Whale,water mammals, are dolphins mammals

Scientific classification: The blue whale belongs to the family Balaenopteridae of the suborder Mysticeti, order Cetacea. It is classified as Balaenoptera musculus.

Introduction

Blue Whales are the largest of the whale family, and the largest living creature on Earth, exceeding 30 m (100 ft) in length. Blue whales belong to a fast-swimming group of baleen whales called rorquals and are found in all oceans of the world. They mainly feed on tiny shrimplike invertebrates called krill, are Whales mammals. Blue whales were hunted nearly to extinction by the 1960s and remain endangered, with only a small recovery in numbers since official protection began in 1966. The blue whale is also known as the sulfur-bottom whale and the great northern rorqual.

Habitat

Blue whales are mainly found in deep water along the edges of continental shelves and along ice packs. Scientists generally recognize three subspecies of blue whales found in three geographic regions: a subspecies that lives in the Northern Hemisphere, a subspecies that lives mainly in Antarctic waters, and a subspecies sometimes called the “pygmy blue whale” that lives in a zone in the southern Indian Ocean and western South Pacific. Most populations of blue whales migrate extensively, are Whales mammals traveling from the tropics or near tropics in winter to the edges of the pack ice in the northern and southern hemispheres in summer.

Physical Description

Blue whales may reach over 24 m (80 ft) in length; mature females are usually slightly longer than mature males. Blue whales in the Antarctic region of the Southern Hemisphere grow somewhat larger than those in the Northern Hemisphere, are Whales mammals. The longest blue whale recorded by whalers measured 33.6 m (110 ft).

As adults, blue whales can weigh more than 100 tons. Females are larger than males of the same age, the largest sometimes weighing as much as 150 tons. The heaviest blue whale caught by whalers weighed 190 tons. Blue whales are likely the most massive creatures to ever live on Earth, exceeding the largest dinosaurs that lived on land.

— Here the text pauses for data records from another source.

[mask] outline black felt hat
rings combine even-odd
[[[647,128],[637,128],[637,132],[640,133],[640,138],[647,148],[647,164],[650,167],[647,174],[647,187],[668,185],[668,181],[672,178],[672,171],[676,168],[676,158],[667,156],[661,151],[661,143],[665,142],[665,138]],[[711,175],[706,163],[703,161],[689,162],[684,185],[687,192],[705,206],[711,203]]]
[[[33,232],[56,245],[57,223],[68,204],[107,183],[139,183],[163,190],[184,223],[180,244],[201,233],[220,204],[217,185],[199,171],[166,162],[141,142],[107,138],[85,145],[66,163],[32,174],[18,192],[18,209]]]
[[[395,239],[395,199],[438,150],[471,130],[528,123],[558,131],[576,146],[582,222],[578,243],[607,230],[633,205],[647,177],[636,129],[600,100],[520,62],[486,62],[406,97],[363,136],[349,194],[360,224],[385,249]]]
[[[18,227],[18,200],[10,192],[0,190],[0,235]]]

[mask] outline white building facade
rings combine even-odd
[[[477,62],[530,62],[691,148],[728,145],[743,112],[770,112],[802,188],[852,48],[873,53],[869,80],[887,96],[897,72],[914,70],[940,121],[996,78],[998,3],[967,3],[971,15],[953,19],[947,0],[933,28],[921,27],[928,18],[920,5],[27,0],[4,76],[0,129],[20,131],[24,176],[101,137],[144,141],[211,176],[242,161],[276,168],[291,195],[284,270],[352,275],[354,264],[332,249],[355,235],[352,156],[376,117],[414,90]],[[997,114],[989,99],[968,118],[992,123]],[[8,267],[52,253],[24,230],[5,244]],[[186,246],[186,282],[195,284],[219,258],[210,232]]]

Some giant plant-eating dinosaurs known as sauropods may have grown up to 39 m (130 ft) long and may have weighed up to 100 tons.

Conservation

The blue whale is classified as an endangered species. It is protected under the United States Endangered Species Act and the Marine Mammal Protection Act (MMPA). The blue whale is listed as endangered on the World Conservation Union (IUCN) Red List. It is also listed as threatened with extinction on Appendix I of the Convention on International Trade in Endangered Species of Wild Fauna and Flora (CITES), which prohibits international trade in specimens for commercial purposes. Other threats to blue whales include collisions with ships and effects of pollutants in the marine food chain, are Whales mammals which may interfere with the animals’ reproduction and immune systems.